Übersichtsarbeiten - OUP 10/2018

Perioperatives Schmerzmanagement aus Sicht des Operateurs

Gerade bei den minimal invasiven endoprothetischen Verfahren ist eine gute Muskelrelaxation notwendig. Hier gilt es, gemeinsam mit den Anästhesisten zu beachten, dass bei der Intubationsnarkose eine gute Muskelrelaxation möglich ist, hieraus können sich jedoch andere Nachteile ergeben. Bei der Periduralanästhesie gilt zu beachten, dass das sensorische Niveau etwa 1–4 Etagen über dem motorischen Niveau liegt, d.h. für eine gute Relaxation des M. iliopsoas muss beispielsweise eine Periduralanästhesie mindestens bis TH 8 reichen.

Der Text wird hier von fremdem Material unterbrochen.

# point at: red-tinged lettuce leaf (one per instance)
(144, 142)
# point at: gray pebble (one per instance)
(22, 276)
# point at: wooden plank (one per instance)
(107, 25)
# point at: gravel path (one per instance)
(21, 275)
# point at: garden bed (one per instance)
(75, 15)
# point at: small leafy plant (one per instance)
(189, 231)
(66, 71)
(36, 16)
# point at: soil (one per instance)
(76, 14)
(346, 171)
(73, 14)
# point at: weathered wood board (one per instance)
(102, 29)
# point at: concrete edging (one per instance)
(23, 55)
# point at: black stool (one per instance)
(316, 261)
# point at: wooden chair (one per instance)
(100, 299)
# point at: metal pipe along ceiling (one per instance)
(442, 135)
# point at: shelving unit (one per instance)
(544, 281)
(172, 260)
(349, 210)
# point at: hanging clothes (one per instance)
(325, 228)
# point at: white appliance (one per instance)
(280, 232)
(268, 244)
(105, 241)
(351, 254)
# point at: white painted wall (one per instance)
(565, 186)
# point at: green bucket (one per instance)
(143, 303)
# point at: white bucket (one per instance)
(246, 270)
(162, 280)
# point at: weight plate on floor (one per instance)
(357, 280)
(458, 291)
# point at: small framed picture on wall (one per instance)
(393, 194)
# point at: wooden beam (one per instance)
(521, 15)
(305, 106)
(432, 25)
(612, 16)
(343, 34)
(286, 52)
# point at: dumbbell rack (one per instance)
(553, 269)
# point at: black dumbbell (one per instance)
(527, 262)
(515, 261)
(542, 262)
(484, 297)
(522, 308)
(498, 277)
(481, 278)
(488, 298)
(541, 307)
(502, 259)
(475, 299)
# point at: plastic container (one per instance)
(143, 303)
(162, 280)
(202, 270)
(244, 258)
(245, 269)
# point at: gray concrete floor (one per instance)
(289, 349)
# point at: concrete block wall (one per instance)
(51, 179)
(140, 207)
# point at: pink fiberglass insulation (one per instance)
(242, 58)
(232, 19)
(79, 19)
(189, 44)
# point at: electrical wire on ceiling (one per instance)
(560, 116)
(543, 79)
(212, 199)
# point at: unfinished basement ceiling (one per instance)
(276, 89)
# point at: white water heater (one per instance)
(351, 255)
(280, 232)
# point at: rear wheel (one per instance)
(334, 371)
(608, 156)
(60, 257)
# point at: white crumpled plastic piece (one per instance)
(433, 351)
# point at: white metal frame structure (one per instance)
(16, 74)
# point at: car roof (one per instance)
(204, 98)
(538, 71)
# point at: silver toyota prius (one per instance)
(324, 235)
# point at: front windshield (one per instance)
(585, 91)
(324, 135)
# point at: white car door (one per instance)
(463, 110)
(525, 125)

Psoas-Blockaden erlauben in Kombination mit einem proximalen Ischiadicusblock operative Eingriffe ab dem distalen Oberschenkel, Gleiches gilt für Femoralis-Blockaden. Bei medialem Knieschmerz kann zusätzlich eine Obturatorius-Blockade hilfreich sein. Saphenus-Blockaden sind in Kombination mit einem distalen Ischiadicusblock bei Operationen des Unterschenkels und Fußes indiziert. Bei operativen Eingriffen an Mittel- und Vorfuß kann der Fußblock gerade in Kombination mit einer Allgemeinanästhesie eine sehr effiziente Analgesieform darstellen und ist vom Operateur selbst ohne großen Aufwand durchzuführen.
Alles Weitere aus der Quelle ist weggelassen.